Using kdump to get core files on Fedora and CentOS hosts

One of things I love about Solaris is its ability to generate a core file when a system panics. The core files are an invaluable resource for figuring out what caused a host to panic, and are often the first thing OS vendor support organizations will request when you open a support case. Linux provides the kdump, diskdump and netdump tools to collect core file when a systems panics, and although not quite as seamless as their Solaris counterpart, they work relatively well.

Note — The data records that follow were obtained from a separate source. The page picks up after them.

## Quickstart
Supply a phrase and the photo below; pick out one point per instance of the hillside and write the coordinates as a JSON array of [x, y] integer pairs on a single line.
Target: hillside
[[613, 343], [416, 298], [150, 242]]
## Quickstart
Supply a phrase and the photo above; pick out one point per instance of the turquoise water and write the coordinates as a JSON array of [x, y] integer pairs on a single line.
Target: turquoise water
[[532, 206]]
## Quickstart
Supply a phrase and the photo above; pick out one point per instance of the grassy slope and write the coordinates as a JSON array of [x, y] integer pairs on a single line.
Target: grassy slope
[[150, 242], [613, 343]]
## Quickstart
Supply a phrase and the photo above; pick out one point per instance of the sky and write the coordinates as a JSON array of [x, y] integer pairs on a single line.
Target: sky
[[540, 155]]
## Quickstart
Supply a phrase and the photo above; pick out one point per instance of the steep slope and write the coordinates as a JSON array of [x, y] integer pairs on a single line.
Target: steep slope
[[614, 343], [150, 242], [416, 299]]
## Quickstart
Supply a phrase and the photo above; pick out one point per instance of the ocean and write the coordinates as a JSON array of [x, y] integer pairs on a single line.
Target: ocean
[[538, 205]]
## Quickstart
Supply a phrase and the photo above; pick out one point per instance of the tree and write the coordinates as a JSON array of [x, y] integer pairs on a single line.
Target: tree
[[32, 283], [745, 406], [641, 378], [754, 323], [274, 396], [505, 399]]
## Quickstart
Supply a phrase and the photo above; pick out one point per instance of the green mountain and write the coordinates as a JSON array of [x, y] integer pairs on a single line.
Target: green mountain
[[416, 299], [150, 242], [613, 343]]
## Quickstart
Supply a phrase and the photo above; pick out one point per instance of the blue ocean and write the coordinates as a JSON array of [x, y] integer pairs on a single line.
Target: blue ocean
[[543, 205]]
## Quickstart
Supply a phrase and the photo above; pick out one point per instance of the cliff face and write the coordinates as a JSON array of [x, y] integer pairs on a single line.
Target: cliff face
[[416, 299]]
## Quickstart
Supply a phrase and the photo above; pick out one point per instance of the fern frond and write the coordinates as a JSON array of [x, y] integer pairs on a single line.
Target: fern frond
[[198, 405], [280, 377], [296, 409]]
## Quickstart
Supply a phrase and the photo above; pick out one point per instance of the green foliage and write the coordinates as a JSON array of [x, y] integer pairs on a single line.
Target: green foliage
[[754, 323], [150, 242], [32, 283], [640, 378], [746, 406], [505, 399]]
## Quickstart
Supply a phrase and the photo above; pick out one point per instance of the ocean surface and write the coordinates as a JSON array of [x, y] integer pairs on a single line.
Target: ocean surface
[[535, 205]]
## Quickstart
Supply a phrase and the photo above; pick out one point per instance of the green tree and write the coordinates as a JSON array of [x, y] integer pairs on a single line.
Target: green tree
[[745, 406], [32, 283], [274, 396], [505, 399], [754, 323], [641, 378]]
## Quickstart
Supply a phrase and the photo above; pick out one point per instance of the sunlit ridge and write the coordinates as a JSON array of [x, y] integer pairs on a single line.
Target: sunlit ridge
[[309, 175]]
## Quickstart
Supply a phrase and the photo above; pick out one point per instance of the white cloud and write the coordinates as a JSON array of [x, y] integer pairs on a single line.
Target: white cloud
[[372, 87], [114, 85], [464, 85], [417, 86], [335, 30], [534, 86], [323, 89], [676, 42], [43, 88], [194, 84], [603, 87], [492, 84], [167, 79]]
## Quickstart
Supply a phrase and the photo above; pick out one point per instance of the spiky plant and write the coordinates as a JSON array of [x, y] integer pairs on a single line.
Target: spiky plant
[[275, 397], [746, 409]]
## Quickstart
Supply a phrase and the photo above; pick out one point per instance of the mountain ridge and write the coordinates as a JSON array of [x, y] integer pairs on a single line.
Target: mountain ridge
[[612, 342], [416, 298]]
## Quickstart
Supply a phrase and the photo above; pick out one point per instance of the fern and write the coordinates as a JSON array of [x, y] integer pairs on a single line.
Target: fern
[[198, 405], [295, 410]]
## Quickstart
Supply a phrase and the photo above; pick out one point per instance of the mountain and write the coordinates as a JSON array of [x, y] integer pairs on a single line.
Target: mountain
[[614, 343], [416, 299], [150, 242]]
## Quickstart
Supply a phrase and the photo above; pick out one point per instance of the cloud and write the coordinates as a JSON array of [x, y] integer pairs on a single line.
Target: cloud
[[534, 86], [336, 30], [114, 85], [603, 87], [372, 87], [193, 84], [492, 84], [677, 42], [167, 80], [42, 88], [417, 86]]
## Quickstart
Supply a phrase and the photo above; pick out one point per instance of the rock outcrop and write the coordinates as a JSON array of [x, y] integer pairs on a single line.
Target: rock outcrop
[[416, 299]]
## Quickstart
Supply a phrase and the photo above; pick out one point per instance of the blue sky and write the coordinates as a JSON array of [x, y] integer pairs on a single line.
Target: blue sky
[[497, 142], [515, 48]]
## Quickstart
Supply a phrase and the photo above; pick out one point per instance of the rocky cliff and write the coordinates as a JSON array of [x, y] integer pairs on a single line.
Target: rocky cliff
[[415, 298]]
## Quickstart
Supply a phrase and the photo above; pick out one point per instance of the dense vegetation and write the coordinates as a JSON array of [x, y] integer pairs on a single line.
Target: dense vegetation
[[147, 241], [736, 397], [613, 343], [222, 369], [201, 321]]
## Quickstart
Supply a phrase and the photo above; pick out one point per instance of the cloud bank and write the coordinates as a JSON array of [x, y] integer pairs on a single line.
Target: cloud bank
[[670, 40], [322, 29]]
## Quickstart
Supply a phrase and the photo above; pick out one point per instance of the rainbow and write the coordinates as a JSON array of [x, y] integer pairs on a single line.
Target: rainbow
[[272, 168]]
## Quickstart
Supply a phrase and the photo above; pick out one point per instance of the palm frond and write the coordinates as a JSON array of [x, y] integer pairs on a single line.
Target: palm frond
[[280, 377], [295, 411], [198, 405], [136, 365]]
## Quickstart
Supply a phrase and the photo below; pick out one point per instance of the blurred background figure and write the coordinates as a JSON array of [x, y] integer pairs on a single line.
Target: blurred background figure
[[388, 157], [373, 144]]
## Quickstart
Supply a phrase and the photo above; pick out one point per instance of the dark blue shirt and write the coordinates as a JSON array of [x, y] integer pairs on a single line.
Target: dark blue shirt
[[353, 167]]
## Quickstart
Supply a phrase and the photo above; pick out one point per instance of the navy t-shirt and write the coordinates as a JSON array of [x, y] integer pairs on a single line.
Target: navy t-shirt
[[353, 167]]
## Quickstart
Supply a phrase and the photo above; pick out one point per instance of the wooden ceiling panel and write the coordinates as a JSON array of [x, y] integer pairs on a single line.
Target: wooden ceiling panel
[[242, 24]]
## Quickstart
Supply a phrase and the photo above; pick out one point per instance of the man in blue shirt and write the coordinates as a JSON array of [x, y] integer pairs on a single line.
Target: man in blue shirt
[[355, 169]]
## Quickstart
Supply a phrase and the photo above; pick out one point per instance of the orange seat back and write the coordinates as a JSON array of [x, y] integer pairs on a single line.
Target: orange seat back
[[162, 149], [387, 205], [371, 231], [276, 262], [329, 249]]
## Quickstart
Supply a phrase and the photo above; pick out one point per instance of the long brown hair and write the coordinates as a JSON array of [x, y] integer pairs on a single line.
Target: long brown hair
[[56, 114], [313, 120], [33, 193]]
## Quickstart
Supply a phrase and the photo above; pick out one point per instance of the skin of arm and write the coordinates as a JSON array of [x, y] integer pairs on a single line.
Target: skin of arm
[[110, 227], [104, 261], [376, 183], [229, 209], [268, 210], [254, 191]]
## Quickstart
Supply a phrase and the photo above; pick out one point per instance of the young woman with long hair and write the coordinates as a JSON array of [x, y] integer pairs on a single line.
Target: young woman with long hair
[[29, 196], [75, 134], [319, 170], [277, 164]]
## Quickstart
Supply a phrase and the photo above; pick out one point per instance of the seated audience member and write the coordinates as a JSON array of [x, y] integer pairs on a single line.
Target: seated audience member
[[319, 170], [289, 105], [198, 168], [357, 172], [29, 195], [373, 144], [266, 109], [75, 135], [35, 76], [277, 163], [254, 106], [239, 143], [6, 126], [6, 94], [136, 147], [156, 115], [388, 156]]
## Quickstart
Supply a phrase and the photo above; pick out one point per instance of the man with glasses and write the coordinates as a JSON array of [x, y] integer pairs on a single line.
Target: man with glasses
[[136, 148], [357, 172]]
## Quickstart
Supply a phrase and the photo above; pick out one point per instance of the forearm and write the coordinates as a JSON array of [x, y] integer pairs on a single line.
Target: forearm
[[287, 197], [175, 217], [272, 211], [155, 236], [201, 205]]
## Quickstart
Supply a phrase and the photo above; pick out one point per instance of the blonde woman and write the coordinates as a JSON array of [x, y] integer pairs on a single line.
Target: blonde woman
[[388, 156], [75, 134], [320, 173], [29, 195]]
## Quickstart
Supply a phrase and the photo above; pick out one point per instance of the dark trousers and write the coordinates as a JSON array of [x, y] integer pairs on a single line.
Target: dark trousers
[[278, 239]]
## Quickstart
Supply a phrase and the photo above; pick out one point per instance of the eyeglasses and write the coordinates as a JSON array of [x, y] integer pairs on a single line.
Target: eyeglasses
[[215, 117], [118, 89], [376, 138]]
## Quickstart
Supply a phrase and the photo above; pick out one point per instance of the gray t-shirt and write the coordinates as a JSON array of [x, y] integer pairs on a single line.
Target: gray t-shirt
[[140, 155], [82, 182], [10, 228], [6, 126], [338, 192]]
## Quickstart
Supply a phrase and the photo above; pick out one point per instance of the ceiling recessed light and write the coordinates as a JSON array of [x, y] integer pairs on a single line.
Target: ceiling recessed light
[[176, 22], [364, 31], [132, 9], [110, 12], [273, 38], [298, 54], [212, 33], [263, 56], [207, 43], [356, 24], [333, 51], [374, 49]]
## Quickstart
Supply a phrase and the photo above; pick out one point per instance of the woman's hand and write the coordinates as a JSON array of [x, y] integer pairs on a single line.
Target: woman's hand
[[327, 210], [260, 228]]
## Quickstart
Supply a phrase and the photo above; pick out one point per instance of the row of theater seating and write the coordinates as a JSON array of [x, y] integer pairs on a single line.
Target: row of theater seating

I’m not a huge fan of diskdump and netdump, since they have special pre-requisites (i.e., operational networking, supported storage controller, etc.) that need to be met to ensure a core file is captured. Kdump does not. Kdump works by reserving a chunk of memory for a crash kernel, and then rebooting into this kernel when a box panics. Since the crashkernel uses a chunk of memory that is unused and reserved for this specific purpose, it can be sure that the memory it is using won’t taint the previous kernel. This approach also provides full access to the previous kernel’s memory, which is read and written off to disk or a network accessible location.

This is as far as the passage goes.